A combination of the pro-inflammatory cytokines interleukin (IL)-1 alpha, interferon (IFN)-gamma, and tumor necrosis factor (TNF)-alpha induces nitric oxide synthase mRNA expression and nitric oxide (NO) generation in the human colon carcinoma cell line HT-29, This can be inhibited by pretreatment with IL-13 via a phosphatidylinositol (PI) 3-kinase-dependent mechanism (Wright, K., Ward, S. G., Kolios, G., and Westwick, J. (1997) J. Biol. Chem. 272, 12626-12633), Since NO has been implicated in regulating mechanisms leading to cell death, while activation of PI 3-kinase-dependent signaling cascades are thought to be involved with promoting cell survival events, we have investigated the outcome of these cytokine treatments on apoptosis and cell survival of HT-29 cells. Initiation of apoptosis can be achieved by the combinations of IFN-gamma/TNF-alpha, IFN-gamma/CD95, IL-1 alpha/IFN-gamma, and IL-1 alpha/IFN-gamma/TNF-alpha to varying extents. Induction of apoptotic markers by HT-29 cells in response to cytokine treatment is not dependent on NO production. Pretreatment with IL-13 protects against IL-1 alpha/IFN-gamma/TNF-alpha- and IFN-gamma/TNF-alpha- as well as IFN-gamma/CD95-induced (but not IL-1 alpha/IFN-gamma-induced) cell death. In addition, IFN-gamma/TNF-alpha and IL-1 alpha/IFN-gamma/TNF-alpha stimulate activation of caspase-8 and caspase-3, which IL-13 pretreatment was able to partially inhibit and delay.
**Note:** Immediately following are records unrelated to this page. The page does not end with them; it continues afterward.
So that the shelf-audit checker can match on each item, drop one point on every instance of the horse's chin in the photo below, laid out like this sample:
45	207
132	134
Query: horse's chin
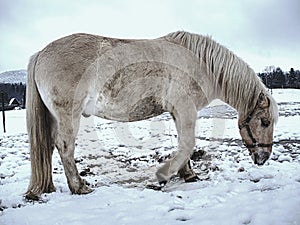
260	157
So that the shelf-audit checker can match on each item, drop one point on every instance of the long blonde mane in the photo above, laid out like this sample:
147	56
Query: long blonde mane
236	82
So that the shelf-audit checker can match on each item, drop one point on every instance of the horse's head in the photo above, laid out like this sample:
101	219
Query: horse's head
257	130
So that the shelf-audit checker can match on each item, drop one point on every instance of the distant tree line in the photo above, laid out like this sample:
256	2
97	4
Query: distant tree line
275	78
11	91
272	77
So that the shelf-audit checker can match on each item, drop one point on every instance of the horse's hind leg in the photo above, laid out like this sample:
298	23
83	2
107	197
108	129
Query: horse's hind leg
65	143
185	121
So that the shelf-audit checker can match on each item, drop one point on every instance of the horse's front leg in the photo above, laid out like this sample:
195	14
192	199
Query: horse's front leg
185	121
187	173
65	144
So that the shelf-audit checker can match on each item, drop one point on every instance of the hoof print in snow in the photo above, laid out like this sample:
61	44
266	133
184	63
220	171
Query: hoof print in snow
86	172
192	179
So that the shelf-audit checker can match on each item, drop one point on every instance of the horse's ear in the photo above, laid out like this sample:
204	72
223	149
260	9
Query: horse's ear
263	101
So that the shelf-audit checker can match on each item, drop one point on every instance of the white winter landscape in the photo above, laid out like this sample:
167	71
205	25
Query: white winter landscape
119	161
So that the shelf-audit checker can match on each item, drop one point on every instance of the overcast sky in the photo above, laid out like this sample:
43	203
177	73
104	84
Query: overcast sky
262	32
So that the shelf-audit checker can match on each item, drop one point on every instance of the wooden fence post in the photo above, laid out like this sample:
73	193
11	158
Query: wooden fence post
3	111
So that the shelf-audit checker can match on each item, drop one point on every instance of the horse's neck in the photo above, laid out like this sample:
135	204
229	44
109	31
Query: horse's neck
240	92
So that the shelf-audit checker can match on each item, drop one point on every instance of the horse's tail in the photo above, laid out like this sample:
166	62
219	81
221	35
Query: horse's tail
39	127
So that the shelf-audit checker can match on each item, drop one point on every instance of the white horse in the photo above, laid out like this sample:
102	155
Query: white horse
130	80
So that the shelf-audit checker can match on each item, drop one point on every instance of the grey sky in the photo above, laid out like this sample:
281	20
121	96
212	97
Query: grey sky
263	33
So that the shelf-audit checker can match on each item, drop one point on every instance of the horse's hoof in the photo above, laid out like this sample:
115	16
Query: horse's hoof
163	183
192	179
30	197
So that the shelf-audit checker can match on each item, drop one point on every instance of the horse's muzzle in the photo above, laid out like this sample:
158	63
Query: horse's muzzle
260	157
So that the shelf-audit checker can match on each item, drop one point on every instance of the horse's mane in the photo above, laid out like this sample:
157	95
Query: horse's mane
237	83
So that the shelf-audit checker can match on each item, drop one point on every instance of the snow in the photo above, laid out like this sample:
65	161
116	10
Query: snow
119	161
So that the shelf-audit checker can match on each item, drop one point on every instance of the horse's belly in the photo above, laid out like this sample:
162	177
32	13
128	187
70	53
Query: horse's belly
125	110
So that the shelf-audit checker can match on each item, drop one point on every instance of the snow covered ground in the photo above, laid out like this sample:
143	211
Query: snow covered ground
119	161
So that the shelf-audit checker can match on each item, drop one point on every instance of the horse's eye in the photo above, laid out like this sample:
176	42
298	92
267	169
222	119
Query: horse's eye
265	122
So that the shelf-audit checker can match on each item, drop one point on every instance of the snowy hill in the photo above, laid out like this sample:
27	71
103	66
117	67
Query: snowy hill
13	77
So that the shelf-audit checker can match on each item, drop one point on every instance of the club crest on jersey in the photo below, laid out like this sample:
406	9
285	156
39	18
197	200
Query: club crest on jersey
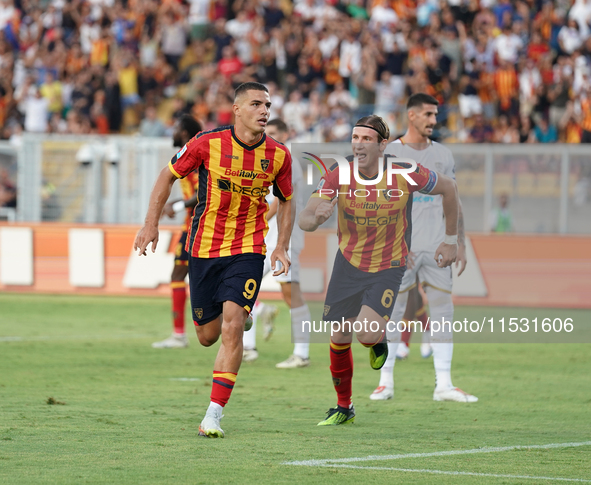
180	154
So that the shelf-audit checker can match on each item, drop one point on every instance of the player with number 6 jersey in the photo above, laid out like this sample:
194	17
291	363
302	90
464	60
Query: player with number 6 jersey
374	230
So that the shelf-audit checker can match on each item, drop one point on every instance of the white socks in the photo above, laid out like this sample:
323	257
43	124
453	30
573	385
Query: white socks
442	354
249	339
387	372
300	337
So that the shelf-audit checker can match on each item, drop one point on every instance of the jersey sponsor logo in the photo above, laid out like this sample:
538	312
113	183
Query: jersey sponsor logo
423	198
245	174
372	221
229	186
372	206
182	152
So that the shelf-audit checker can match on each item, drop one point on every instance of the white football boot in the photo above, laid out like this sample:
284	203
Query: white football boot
210	426
293	362
402	352
453	394
267	315
382	393
426	350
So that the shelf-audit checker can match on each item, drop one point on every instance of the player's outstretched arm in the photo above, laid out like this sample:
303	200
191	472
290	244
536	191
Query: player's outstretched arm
160	193
284	226
447	251
461	257
316	213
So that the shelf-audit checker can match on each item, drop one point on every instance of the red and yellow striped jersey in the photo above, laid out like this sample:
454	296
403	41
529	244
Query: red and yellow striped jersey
374	225
586	110
234	179
189	186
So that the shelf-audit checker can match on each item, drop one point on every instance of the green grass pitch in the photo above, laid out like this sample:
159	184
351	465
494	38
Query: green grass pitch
123	412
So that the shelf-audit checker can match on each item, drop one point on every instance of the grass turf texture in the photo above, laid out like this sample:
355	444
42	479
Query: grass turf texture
118	417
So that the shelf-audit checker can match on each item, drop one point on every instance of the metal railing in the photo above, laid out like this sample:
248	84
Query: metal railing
109	179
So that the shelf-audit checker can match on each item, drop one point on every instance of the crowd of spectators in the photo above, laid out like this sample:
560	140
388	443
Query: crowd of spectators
504	71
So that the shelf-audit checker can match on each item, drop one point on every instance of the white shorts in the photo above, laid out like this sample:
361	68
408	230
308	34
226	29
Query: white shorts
429	274
294	270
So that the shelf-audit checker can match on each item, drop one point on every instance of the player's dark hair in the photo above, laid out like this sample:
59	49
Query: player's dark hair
417	100
190	125
377	123
249	86
279	124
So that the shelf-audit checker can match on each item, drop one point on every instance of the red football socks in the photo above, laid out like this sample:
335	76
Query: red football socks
341	368
179	297
223	383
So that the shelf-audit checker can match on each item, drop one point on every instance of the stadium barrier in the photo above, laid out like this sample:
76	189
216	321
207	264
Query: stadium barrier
503	270
107	180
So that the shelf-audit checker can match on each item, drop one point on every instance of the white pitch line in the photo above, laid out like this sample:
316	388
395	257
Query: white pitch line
72	337
435	453
443	472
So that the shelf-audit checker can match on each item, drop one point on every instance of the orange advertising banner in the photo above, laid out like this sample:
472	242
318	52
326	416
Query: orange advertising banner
514	270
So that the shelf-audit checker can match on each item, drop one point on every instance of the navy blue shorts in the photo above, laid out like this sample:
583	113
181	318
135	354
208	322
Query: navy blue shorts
213	281
181	257
350	288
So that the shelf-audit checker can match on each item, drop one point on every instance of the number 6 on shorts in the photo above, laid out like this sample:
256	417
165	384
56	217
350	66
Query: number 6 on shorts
387	298
249	289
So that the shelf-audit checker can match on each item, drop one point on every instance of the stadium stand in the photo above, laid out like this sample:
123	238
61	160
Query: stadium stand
83	67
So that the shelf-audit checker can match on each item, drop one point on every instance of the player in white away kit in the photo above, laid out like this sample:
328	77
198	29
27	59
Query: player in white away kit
290	283
428	231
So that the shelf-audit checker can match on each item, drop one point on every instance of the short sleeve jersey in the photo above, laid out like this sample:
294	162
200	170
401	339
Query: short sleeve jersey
234	179
374	221
428	222
189	185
IL-13 also stimulates activation of the major PI 3-kinase effector, protein kinase B, The PI 3-kinase inhibitors wortmannin and LY294002 inhibit IL-13 stimulation of protein kinase B as well as the cell survival effects of IL-13, These data demonstrate that cytokine-induced apoptosis of HT-29 cells is NO-independent and that the activation of a PI 8-kinase-dependent signaling cascade by IL-13 is a key signal responsible for the inhibition of apoptosis.